Friday, March 12, 2010

17 (interrupted)

I stood, at 17, in the basement of my parents home, looking at the yellow backpack hanging on the wall, deciding. Deciding whether to walk away and never come back to this place, or to leave a world in which only nature had ever treated me kindly.

I started hitchhiking at 16. Looking for escape. Going to bars where I would get drunk and take any and all drugs I could find. What I could find was never much, it was a shit town full of small people. A man who picked me up hitchhiking some weeks before that day made me an offer. He lived in Asbury Park, New Jersey, a couple of hours north of where I lived and offered me a place to stay if I wanted it. He was about 35, and I was dubious, but anything was better than what I had.

So I packed and left. I had a little money, very little, about 200 dollars. Not saved from babysitting, which I tried and failed when I was 14. Not from my brief stint busing tables at Rustler Steak House, which I managed to get through a second cousin and was fired from after a month. On the day of my interview for that job, my mother could not be bothered to drive me, maybe she had a legitimate reason, I don't remember, but I walked the 3 or 4 miles to the restaurant.
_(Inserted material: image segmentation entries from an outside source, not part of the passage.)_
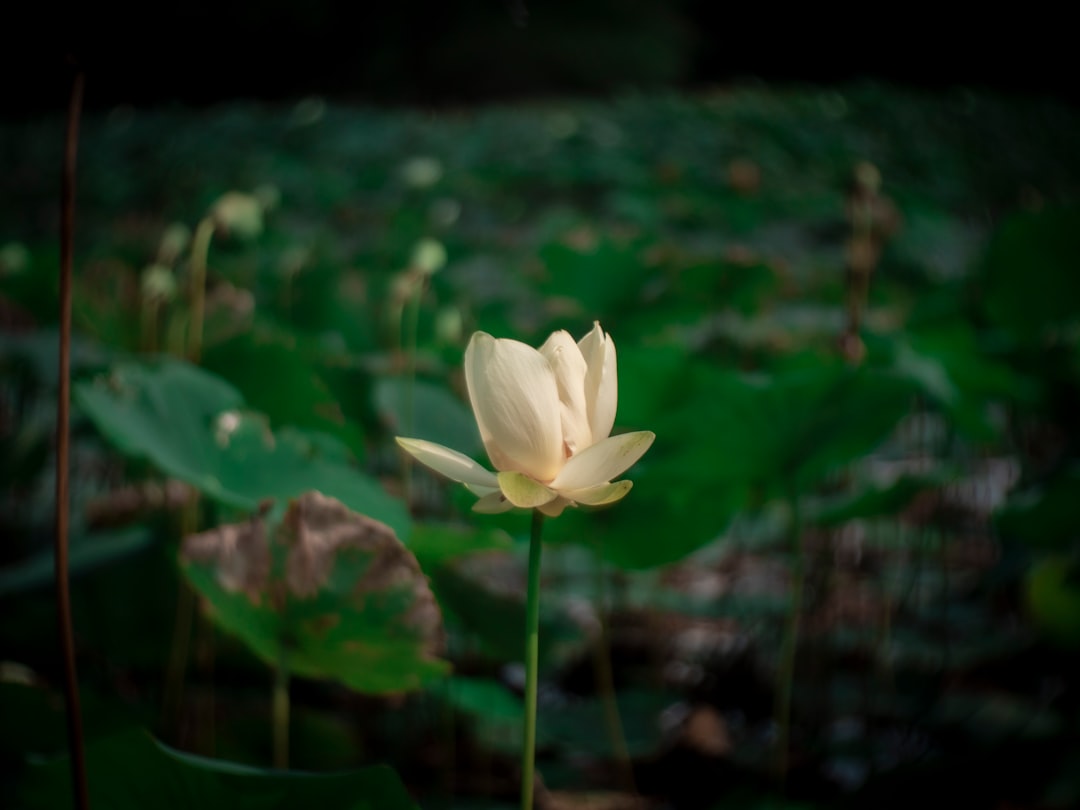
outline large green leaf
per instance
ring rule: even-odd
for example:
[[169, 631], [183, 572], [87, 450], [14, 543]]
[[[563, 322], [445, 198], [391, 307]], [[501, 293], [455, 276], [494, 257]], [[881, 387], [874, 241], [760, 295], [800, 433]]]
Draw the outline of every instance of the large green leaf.
[[176, 361], [124, 365], [108, 378], [76, 386], [76, 402], [121, 453], [207, 497], [254, 511], [267, 498], [316, 489], [350, 509], [408, 534], [408, 515], [379, 484], [321, 455], [298, 431], [272, 433], [247, 414], [224, 380]]
[[[262, 770], [185, 754], [143, 731], [126, 731], [86, 750], [91, 805], [110, 810], [411, 810], [394, 771], [386, 766], [340, 773]], [[71, 807], [66, 757], [29, 769], [23, 784], [28, 810]]]
[[417, 689], [447, 670], [416, 557], [332, 498], [308, 492], [283, 516], [189, 537], [183, 558], [215, 621], [272, 666], [372, 693]]
[[752, 492], [805, 490], [874, 449], [910, 391], [896, 377], [832, 365], [746, 376], [698, 364], [693, 376], [677, 405], [640, 424], [657, 441], [626, 473], [626, 498], [568, 510], [545, 539], [586, 545], [623, 568], [681, 559], [719, 537]]
[[873, 450], [907, 413], [910, 393], [896, 376], [839, 364], [772, 375], [710, 370], [686, 403], [693, 418], [670, 426], [681, 434], [673, 463], [716, 485], [805, 488]]
[[[525, 656], [525, 593], [492, 585], [461, 561], [435, 566], [431, 586], [447, 613], [474, 634], [487, 652], [501, 661]], [[550, 594], [549, 596], [554, 596]], [[546, 666], [580, 650], [584, 630], [554, 598], [540, 604], [540, 664]]]
[[1063, 647], [1080, 648], [1080, 564], [1076, 558], [1041, 559], [1024, 584], [1028, 610], [1039, 629]]

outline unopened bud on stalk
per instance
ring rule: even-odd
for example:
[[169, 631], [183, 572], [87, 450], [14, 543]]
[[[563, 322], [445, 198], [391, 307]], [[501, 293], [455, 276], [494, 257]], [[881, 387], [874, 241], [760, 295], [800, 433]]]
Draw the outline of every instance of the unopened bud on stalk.
[[443, 307], [435, 313], [435, 337], [441, 343], [457, 346], [464, 333], [464, 319], [457, 307]]
[[446, 248], [434, 239], [421, 239], [413, 248], [409, 266], [423, 275], [434, 275], [446, 265]]
[[402, 164], [402, 179], [413, 188], [430, 188], [443, 178], [443, 164], [437, 158], [417, 156]]
[[149, 265], [143, 271], [139, 288], [148, 303], [171, 301], [176, 297], [176, 278], [164, 265]]
[[262, 232], [262, 205], [254, 194], [229, 191], [211, 206], [210, 215], [231, 237], [255, 239]]

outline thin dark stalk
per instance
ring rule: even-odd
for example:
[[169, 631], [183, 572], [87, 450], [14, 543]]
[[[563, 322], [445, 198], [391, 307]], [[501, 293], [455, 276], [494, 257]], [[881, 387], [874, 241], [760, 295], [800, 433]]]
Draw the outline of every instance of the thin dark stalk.
[[792, 510], [789, 548], [792, 554], [792, 599], [787, 608], [787, 626], [780, 650], [780, 666], [777, 670], [777, 781], [783, 788], [789, 766], [792, 724], [792, 690], [795, 685], [795, 656], [799, 645], [799, 620], [802, 611], [802, 590], [806, 583], [806, 562], [802, 550], [802, 518], [799, 512], [798, 489], [788, 488]]
[[68, 424], [71, 399], [71, 275], [75, 264], [75, 167], [79, 152], [79, 116], [82, 111], [82, 72], [76, 73], [68, 106], [60, 180], [60, 350], [56, 393], [56, 610], [64, 653], [64, 693], [67, 701], [68, 748], [71, 752], [71, 789], [79, 810], [90, 807], [86, 792], [86, 756], [82, 741], [79, 675], [75, 663], [75, 630], [68, 584]]

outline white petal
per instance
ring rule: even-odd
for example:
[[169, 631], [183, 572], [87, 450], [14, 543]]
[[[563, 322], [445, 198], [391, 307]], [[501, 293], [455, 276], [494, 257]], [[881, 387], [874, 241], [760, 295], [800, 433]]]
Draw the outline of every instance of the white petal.
[[473, 512], [480, 512], [485, 515], [497, 515], [500, 512], [509, 512], [513, 508], [514, 504], [507, 500], [507, 496], [496, 489], [494, 492], [489, 492], [476, 501], [473, 504]]
[[585, 401], [585, 359], [567, 332], [552, 333], [540, 347], [540, 353], [555, 373], [562, 405], [564, 450], [566, 457], [570, 457], [593, 443]]
[[424, 442], [422, 438], [402, 438], [397, 436], [397, 444], [413, 458], [426, 467], [430, 467], [435, 472], [445, 475], [450, 481], [472, 488], [487, 487], [498, 489], [499, 480], [495, 473], [485, 470], [464, 454], [443, 447], [434, 442]]
[[575, 503], [584, 503], [586, 507], [602, 507], [605, 503], [615, 503], [618, 500], [622, 500], [633, 486], [634, 482], [624, 478], [613, 484], [600, 484], [595, 487], [572, 489], [569, 491], [564, 490], [562, 495]]
[[553, 489], [549, 489], [535, 478], [519, 472], [499, 473], [499, 488], [502, 489], [508, 501], [523, 509], [542, 507], [558, 497], [558, 494]]
[[599, 442], [611, 433], [615, 411], [619, 405], [619, 378], [615, 341], [605, 335], [599, 322], [578, 343], [589, 370], [585, 373], [585, 402], [593, 441]]
[[465, 383], [484, 447], [498, 470], [551, 481], [562, 469], [558, 386], [540, 352], [477, 332], [465, 349]]
[[644, 456], [656, 437], [647, 430], [608, 436], [567, 461], [551, 486], [559, 492], [568, 492], [607, 484]]

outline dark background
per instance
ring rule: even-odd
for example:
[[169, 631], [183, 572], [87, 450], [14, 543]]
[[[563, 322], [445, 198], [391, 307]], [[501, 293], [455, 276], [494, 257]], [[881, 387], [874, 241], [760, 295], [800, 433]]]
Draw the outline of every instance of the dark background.
[[755, 78], [960, 84], [1077, 100], [1070, 29], [1039, 6], [794, 9], [710, 0], [21, 2], [2, 13], [3, 111], [62, 108], [67, 54], [86, 71], [92, 109], [312, 94], [449, 106]]

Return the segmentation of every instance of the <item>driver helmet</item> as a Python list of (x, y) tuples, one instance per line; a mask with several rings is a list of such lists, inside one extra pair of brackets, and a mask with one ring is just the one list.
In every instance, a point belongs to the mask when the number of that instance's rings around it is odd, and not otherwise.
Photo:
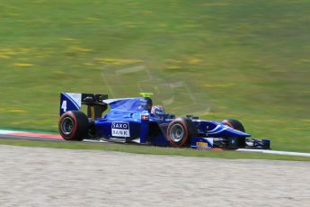
[(151, 113), (157, 118), (165, 114), (164, 109), (162, 105), (155, 105), (152, 107)]

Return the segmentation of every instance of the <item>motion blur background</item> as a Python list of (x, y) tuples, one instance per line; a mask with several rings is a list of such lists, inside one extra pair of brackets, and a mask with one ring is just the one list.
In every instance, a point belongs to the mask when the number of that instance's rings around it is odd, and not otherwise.
[(310, 151), (307, 0), (0, 0), (0, 127), (58, 131), (59, 93), (155, 93)]

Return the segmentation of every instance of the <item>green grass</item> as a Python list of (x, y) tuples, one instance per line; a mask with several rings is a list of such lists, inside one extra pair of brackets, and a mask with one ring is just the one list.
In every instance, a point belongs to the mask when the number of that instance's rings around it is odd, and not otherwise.
[[(307, 0), (0, 0), (0, 127), (57, 131), (59, 92), (122, 97), (141, 88), (157, 104), (173, 97), (168, 112), (236, 118), (254, 137), (270, 138), (273, 149), (309, 152), (309, 7)], [(116, 74), (134, 67), (141, 74)], [(186, 86), (165, 85), (179, 80)]]
[(23, 147), (120, 151), (120, 152), (137, 153), (137, 154), (146, 154), (146, 155), (170, 155), (170, 156), (217, 158), (231, 158), (231, 159), (251, 158), (251, 159), (310, 161), (310, 158), (308, 157), (237, 152), (237, 151), (233, 151), (233, 150), (214, 151), (214, 150), (199, 150), (199, 149), (192, 149), (192, 148), (159, 148), (159, 147), (151, 147), (151, 146), (137, 146), (137, 145), (116, 144), (116, 143), (98, 144), (98, 143), (88, 143), (88, 142), (86, 143), (85, 142), (57, 142), (57, 141), (36, 141), (36, 140), (0, 139), (0, 144), (23, 146)]

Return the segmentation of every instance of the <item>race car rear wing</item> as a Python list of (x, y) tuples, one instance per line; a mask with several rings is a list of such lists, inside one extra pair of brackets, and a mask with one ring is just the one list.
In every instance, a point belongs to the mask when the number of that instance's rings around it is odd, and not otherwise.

I was offered a ride by a 25 year old man in a Camaro just before I got to the place. He told me he would wait for me to finish the interview. I was dubious, but I had nothing better in my life and needed something, so I went with him. After smoking a joint and some very aggressive struggling and refusals parked in a field, he drove me home and asked to see me again. I had no great desire to hold on to my virginity, I actually wanted to lose it as soon as possible, but I was not attracted to him. But he had a car and an endless supply of pot (he was a dealer), so I went out with him. Not to mention the fact that he was the only one expressing any interest in me. Though I was attractive, I was strange, and in a great deal of pain. It was a small town, with no art and little intelligence, and little tolerance for deviation.